Ultimately we know labor income growth will slow if for no other reason than job growth will slow due to the fact there are few people available for work who do not already have a job. To date we have seen labor income slow from double-digit growth rates during the reopening period to around 7 percent today (national figures are similar). And as job growth slows in a tight labor market, total income will as well, and back to something more consistent with historical periods and hopefully more consistent with 2 percent inflation.

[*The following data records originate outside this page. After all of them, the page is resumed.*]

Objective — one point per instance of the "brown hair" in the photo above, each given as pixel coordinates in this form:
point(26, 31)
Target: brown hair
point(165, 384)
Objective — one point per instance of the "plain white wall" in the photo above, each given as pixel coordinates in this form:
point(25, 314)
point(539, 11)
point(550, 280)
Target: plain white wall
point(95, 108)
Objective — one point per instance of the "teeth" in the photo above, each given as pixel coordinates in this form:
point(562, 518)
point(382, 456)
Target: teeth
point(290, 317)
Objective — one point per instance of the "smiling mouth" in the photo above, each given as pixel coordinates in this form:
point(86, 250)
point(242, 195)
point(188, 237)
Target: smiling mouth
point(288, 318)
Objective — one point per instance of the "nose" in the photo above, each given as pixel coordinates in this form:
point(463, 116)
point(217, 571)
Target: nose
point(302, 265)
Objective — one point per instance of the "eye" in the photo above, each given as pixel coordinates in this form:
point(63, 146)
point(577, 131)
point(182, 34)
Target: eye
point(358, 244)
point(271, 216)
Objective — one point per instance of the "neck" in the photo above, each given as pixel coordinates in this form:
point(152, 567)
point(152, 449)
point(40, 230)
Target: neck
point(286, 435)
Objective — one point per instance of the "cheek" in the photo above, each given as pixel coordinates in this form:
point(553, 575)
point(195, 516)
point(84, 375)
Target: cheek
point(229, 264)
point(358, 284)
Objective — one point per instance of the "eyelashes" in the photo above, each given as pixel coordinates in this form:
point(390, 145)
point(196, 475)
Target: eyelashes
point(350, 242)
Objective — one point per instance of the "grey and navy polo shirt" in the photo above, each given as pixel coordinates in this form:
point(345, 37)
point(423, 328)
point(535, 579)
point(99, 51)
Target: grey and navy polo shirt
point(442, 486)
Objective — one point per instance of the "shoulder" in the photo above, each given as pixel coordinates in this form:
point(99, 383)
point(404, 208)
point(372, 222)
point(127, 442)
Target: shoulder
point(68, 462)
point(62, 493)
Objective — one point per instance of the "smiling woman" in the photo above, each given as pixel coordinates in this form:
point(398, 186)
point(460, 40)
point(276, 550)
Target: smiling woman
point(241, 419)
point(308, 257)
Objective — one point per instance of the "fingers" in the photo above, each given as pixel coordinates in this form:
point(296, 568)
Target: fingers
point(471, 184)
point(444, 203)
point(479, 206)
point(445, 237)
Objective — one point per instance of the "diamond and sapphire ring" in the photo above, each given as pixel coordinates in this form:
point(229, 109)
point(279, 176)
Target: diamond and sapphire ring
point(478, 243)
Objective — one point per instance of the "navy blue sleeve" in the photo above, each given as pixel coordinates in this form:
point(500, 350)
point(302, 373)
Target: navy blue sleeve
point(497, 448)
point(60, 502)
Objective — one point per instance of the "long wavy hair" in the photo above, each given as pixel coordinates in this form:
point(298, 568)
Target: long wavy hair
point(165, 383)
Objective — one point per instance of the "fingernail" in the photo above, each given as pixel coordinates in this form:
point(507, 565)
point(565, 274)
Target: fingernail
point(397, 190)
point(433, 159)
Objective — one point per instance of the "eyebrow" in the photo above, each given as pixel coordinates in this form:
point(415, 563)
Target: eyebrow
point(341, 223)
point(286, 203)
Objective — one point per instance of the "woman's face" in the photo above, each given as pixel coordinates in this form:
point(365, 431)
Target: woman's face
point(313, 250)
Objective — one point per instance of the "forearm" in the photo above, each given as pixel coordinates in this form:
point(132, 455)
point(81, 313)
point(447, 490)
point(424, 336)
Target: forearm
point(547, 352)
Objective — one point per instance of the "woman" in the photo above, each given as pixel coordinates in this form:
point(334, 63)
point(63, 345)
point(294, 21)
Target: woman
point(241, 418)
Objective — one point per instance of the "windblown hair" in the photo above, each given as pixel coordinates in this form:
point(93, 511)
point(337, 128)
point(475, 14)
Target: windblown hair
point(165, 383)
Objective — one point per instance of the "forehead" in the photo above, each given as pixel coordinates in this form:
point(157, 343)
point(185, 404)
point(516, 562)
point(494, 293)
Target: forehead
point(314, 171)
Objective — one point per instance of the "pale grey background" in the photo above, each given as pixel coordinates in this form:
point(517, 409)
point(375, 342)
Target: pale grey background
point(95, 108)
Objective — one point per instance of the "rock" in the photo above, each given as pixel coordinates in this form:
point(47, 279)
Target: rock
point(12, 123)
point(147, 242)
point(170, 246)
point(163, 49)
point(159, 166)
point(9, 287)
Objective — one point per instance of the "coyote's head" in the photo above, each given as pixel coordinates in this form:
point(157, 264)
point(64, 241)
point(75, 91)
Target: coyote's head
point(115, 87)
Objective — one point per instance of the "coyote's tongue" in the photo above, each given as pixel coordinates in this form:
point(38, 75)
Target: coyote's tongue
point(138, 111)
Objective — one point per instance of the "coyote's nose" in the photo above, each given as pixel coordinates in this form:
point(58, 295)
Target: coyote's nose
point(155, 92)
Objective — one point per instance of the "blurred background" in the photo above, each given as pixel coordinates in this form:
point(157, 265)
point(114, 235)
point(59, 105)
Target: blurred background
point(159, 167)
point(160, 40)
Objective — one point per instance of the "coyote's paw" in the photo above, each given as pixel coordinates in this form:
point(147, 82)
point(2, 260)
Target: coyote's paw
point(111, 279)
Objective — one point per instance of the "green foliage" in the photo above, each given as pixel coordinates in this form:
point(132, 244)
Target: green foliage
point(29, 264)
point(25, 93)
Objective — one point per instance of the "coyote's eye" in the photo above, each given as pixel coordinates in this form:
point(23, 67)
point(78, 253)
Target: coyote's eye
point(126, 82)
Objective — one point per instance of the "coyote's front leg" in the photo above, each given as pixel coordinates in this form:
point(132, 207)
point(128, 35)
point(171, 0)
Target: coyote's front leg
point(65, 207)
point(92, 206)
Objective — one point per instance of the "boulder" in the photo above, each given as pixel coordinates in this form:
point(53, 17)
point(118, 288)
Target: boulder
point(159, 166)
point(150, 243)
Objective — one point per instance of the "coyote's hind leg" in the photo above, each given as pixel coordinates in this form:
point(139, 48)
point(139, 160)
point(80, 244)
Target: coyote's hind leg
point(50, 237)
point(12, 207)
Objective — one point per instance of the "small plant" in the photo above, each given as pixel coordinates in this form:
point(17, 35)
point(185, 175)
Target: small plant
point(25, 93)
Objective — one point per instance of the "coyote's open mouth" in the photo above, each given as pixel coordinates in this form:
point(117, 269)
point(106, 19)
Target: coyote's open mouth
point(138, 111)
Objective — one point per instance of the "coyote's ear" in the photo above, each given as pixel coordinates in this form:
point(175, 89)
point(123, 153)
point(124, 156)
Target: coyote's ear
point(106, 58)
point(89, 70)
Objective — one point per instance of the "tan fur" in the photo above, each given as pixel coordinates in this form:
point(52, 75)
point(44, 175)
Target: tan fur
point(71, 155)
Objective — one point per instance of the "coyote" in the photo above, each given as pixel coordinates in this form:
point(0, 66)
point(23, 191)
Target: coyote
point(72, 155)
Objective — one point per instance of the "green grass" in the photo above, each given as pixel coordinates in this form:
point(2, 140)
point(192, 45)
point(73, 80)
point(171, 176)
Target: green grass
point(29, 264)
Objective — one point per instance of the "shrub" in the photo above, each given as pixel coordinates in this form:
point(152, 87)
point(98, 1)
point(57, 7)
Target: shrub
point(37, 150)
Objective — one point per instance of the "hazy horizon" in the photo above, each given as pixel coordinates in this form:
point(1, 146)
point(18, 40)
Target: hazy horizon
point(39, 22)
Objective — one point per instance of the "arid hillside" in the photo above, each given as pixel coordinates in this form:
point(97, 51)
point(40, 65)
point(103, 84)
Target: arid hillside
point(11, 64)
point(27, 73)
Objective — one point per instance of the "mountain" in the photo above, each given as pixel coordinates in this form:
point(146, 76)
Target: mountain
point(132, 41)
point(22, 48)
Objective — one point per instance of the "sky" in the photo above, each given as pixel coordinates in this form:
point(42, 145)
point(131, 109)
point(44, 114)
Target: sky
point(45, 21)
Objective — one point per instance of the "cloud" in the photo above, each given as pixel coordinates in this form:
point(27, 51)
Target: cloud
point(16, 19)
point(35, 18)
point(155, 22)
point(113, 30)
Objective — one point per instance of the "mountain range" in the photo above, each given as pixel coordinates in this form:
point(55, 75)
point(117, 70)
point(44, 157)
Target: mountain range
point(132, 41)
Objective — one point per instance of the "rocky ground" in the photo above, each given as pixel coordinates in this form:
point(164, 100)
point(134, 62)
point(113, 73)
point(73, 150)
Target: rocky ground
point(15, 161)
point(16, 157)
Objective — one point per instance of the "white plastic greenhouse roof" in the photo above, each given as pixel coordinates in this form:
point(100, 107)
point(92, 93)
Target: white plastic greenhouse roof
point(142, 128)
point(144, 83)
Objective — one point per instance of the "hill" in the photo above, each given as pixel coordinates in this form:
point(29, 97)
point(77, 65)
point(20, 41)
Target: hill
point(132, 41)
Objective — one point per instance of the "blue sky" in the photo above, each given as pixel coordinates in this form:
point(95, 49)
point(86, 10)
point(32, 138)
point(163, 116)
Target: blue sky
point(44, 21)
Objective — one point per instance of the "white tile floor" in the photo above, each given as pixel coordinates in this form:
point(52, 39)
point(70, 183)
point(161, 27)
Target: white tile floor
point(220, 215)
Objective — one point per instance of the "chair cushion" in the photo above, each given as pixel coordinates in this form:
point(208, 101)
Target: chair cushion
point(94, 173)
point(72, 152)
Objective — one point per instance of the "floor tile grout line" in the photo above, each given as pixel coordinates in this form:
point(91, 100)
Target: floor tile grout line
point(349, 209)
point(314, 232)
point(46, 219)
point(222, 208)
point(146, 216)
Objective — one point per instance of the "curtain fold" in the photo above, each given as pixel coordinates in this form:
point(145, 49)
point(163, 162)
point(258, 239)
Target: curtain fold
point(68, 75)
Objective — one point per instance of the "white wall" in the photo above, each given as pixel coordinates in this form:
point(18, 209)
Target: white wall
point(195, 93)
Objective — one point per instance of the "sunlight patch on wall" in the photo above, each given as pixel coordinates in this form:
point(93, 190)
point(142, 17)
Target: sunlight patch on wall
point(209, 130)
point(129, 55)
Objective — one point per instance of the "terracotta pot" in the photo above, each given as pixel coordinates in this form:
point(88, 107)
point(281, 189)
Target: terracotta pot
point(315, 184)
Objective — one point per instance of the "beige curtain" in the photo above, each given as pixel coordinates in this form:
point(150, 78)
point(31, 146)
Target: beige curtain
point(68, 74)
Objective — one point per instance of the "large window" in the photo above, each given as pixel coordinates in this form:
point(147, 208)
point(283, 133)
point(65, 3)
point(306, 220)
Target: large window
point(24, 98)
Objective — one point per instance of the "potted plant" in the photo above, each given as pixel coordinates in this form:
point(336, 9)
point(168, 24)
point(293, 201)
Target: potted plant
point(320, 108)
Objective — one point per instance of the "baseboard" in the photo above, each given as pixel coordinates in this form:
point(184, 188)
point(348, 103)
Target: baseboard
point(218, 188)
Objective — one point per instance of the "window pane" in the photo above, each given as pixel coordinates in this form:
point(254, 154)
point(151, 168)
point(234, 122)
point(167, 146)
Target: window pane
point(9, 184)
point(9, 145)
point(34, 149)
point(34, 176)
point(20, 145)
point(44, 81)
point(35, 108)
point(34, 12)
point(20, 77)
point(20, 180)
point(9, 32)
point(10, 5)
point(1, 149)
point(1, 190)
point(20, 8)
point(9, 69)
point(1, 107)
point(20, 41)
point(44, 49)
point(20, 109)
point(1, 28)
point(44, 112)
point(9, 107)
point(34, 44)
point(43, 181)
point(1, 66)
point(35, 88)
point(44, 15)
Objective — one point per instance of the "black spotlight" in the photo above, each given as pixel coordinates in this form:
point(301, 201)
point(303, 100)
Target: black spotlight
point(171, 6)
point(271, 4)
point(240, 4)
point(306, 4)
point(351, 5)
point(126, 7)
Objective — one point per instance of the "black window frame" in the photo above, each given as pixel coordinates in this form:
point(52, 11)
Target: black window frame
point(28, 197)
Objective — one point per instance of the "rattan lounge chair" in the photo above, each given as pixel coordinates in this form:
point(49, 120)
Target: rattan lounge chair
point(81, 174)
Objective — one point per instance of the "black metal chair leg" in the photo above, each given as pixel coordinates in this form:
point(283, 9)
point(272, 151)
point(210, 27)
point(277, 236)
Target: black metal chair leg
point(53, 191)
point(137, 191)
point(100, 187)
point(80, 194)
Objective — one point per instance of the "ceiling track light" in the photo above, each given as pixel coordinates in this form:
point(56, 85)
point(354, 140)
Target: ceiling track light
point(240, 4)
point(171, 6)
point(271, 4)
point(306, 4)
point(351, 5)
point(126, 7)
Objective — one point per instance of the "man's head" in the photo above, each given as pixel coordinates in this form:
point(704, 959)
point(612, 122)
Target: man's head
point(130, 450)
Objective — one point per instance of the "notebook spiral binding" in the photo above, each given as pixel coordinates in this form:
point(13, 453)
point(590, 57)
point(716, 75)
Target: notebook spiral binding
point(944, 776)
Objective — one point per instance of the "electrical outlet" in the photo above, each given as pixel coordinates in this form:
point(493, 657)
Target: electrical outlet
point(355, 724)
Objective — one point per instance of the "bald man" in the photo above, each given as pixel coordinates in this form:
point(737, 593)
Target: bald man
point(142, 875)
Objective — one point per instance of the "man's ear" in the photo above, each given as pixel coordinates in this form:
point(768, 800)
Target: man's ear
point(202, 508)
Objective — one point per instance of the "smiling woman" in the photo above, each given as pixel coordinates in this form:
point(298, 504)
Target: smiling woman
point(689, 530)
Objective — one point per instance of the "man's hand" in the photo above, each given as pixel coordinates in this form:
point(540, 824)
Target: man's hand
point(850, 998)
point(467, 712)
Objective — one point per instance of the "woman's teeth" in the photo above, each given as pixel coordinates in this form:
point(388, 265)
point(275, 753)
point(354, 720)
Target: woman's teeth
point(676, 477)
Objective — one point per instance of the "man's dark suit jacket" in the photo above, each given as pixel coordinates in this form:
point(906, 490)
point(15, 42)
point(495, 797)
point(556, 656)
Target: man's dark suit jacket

Note that in this forecast this still occurs even if per worker wage growth remains stronger, because job gains will taper to sub-1%. It is important to keep in mind Oregon’s potential labor force is also increasing at sub-1% rates due to the slowdown in population growth and the underlying demographics and increased retirements as the Baby Boomers age into their 60s and 70s.

Now, recent wage gains per worker are showing mixed signals. Average wages as defined as total wages divided by employment have slowed, and Oregon withholding revenues have slowed even more. On the other hand, Oregon’s average hourly earnings measure hasn’t slowed at all really and continues to boom. Even so, the closely watched measure of the national Employment Cost Index fits somewhere in the middle where the increases have slowed a little bit, they are off their peak, but still faster last quarter than anything experienced last decade.

Bottom Line: The Fed is in a tough spot. Not just due to the possible banking concerns, but due to the still hot inflation data. As opposed to the hard or soft landing, to date the economy has shown more of a no landing pattern. Nominal growth continues to be quite strong. From that perspective the Fed clearly has more work to do. We shall see how they try to balance the near-term risks with the longer-term policy goals of maximum employment and price stability.